Did Zombies Plague Medieval Ireland?
Perhaps.
Archaeologists discovered two medieval skeletons buried with large stones
shoved into their mouths, as a precaution against them rising from their
graves like zombies:
The "deviant burials" were comprised of two men who were buried there at different times in the 700s.
One of the men was between 40 and 60 years old, and the other was a young adult, probably between 20 and 30 years old. The two men were laid side by side and each had a baseball-sized rock shoved in his mouth.
"One of them was lying with his head looking straight up.
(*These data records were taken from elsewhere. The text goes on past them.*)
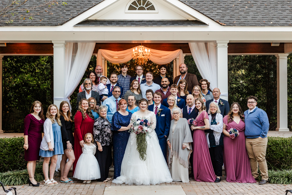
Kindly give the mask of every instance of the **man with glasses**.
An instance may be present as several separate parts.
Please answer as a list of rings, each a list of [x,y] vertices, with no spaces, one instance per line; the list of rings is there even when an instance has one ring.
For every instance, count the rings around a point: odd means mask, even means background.
[[[213,90],[213,99],[206,102],[206,108],[208,111],[209,110],[209,106],[210,104],[212,101],[215,101],[215,103],[218,105],[220,111],[221,111],[220,114],[224,118],[225,115],[228,114],[230,108],[229,103],[228,101],[220,98],[221,94],[220,89],[218,88],[214,88]]]
[[[119,107],[118,103],[121,99],[119,97],[120,95],[121,88],[118,86],[115,86],[113,89],[112,96],[102,102],[102,106],[106,106],[107,107],[107,118],[111,123],[112,116],[117,112]]]
[[[251,174],[256,180],[259,175],[259,168],[262,179],[258,184],[264,185],[267,183],[269,179],[266,151],[270,123],[266,112],[256,106],[258,98],[251,96],[246,99],[249,109],[244,112],[246,147],[251,162]]]
[[[130,80],[130,84],[132,83],[132,81],[135,79],[139,82],[139,84],[140,85],[146,82],[145,76],[145,75],[143,75],[143,66],[141,65],[139,65],[136,66],[135,67],[135,70],[137,75],[131,78],[131,79]]]
[[[96,109],[100,106],[100,102],[99,101],[99,94],[96,92],[91,90],[92,87],[92,81],[89,78],[85,79],[83,82],[83,87],[85,90],[77,94],[77,100],[76,102],[76,109],[78,110],[80,100],[82,98],[86,98],[87,99],[90,97],[94,98],[96,101]]]

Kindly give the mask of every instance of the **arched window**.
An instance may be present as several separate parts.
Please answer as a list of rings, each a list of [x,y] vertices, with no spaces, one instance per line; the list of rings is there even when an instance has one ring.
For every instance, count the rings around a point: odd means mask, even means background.
[[[153,4],[148,0],[135,0],[130,4],[128,10],[143,11],[155,10]]]

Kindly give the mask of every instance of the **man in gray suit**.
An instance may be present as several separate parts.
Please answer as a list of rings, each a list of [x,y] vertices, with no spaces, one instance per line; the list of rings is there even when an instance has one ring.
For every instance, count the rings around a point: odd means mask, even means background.
[[[91,90],[92,87],[92,81],[89,78],[85,79],[83,82],[83,87],[85,89],[85,91],[79,93],[77,94],[77,101],[76,102],[76,109],[78,110],[80,100],[82,98],[87,99],[90,97],[94,97],[96,101],[97,109],[100,106],[100,102],[99,101],[99,94],[96,92]]]

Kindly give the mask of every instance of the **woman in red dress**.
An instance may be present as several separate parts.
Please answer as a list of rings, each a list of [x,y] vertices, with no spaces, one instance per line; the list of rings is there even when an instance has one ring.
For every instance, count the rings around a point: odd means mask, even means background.
[[[196,111],[199,111],[196,118],[197,126],[192,126],[191,130],[194,131],[193,140],[193,168],[195,181],[197,182],[214,182],[216,179],[211,157],[209,151],[209,147],[205,135],[205,129],[209,129],[208,113],[205,111],[206,107],[204,102],[201,98],[195,100]]]
[[[94,118],[89,106],[89,102],[86,99],[82,98],[79,102],[78,111],[75,114],[74,121],[74,153],[75,161],[73,163],[73,174],[74,174],[76,164],[80,155],[82,153],[82,147],[84,144],[83,138],[85,134],[90,133],[93,134],[93,125]]]

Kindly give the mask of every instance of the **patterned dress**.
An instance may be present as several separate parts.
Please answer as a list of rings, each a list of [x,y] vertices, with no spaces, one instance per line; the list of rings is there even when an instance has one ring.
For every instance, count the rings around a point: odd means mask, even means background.
[[[127,146],[130,133],[128,131],[118,131],[122,127],[127,127],[130,124],[132,113],[124,116],[117,112],[112,116],[112,130],[113,131],[113,144],[114,149],[114,179],[120,176],[121,166]]]

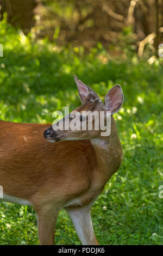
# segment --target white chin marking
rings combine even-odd
[[[1,198],[0,200],[9,203],[23,204],[23,205],[33,205],[32,203],[30,201],[28,201],[28,200],[18,198],[18,197],[12,197],[12,196],[8,196],[8,194],[3,194],[3,198]]]

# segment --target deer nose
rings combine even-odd
[[[49,130],[49,129],[47,129],[46,131],[45,131],[45,134],[46,135],[49,135],[49,134],[51,134],[51,131]]]
[[[47,138],[52,132],[52,130],[47,129],[43,132],[43,136],[45,138]]]

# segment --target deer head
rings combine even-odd
[[[123,104],[123,94],[120,85],[109,90],[103,103],[76,76],[74,80],[82,105],[44,131],[44,137],[49,142],[99,138],[104,131],[100,122],[105,124],[106,129],[109,116],[118,112]]]

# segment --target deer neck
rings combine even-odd
[[[113,117],[111,117],[110,135],[90,141],[95,149],[98,168],[111,176],[119,168],[122,155],[121,144]]]

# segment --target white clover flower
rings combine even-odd
[[[127,113],[128,113],[128,114],[130,114],[131,113],[131,110],[129,109],[129,108],[128,108],[127,109],[126,109],[126,112]]]
[[[144,102],[144,100],[140,96],[138,96],[137,97],[137,100],[139,102],[139,103],[140,103],[140,104],[142,104]]]
[[[137,135],[135,133],[133,133],[131,135],[131,139],[136,139]]]
[[[7,228],[8,228],[8,229],[11,229],[11,225],[10,224],[8,224],[8,223],[6,223],[5,224],[5,226],[7,227]]]
[[[121,121],[122,120],[122,117],[121,115],[118,115],[117,116],[117,119]]]
[[[107,210],[107,207],[104,206],[103,207],[103,210],[104,211],[106,211],[106,210]]]
[[[153,235],[153,236],[156,235],[156,233],[153,233],[153,234],[152,234],[152,235]]]
[[[135,114],[135,113],[137,112],[137,107],[133,107],[133,108],[132,108],[132,113],[133,113],[133,114]]]

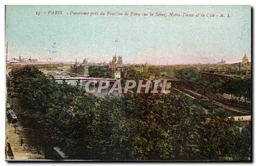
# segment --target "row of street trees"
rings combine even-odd
[[[172,93],[87,96],[75,86],[57,84],[34,67],[17,68],[9,75],[24,115],[21,122],[42,150],[59,146],[73,159],[93,160],[250,156],[250,125],[240,132],[214,106],[206,111],[195,101]]]
[[[239,99],[244,97],[245,101],[251,101],[252,84],[251,78],[238,78],[226,77],[218,80],[204,80],[200,74],[197,73],[193,68],[184,68],[175,72],[177,78],[182,80],[186,85],[197,86],[207,91],[214,93],[220,96],[226,93],[230,94],[231,100],[233,96]]]

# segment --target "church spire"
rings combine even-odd
[[[247,57],[246,56],[246,54],[244,54],[244,58],[243,58],[243,59],[247,59]]]

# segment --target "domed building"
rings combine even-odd
[[[76,59],[75,64],[71,65],[70,68],[72,72],[75,74],[84,76],[89,76],[89,64],[86,59],[84,59],[80,64]]]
A large black stone had been deliberately thrust into his mouth," Chris Read, head of Applied Archaeology at IT Sligo, said.
"The other had his head turned to the side and had an even larger stone wedged quite violently into his mouth so that his jaws were almost dislocated," he added.
Initially, Read and colleagues thought they had found a Black Death-related burial ground. Remains of individuals buried at the end of the Middle Ages with stones stuck in their mouths have hinted at vampire-slaying rituals.
It was believed that these "vampire" individuals spread the plague by chewing on their shrouds after dying. In a time before germ theory, the stone in the mouth was then used as a disease-blocking trick.
Since the vampire phenomenon didn't emerge in European folklore until the 1500's, the archaeologists ruled out this theory for the 8th century skeletons.
"In this case, the stones in the mouth might have acted as a barrier to stop revenants from coming back from their graves," Read told Discovery News.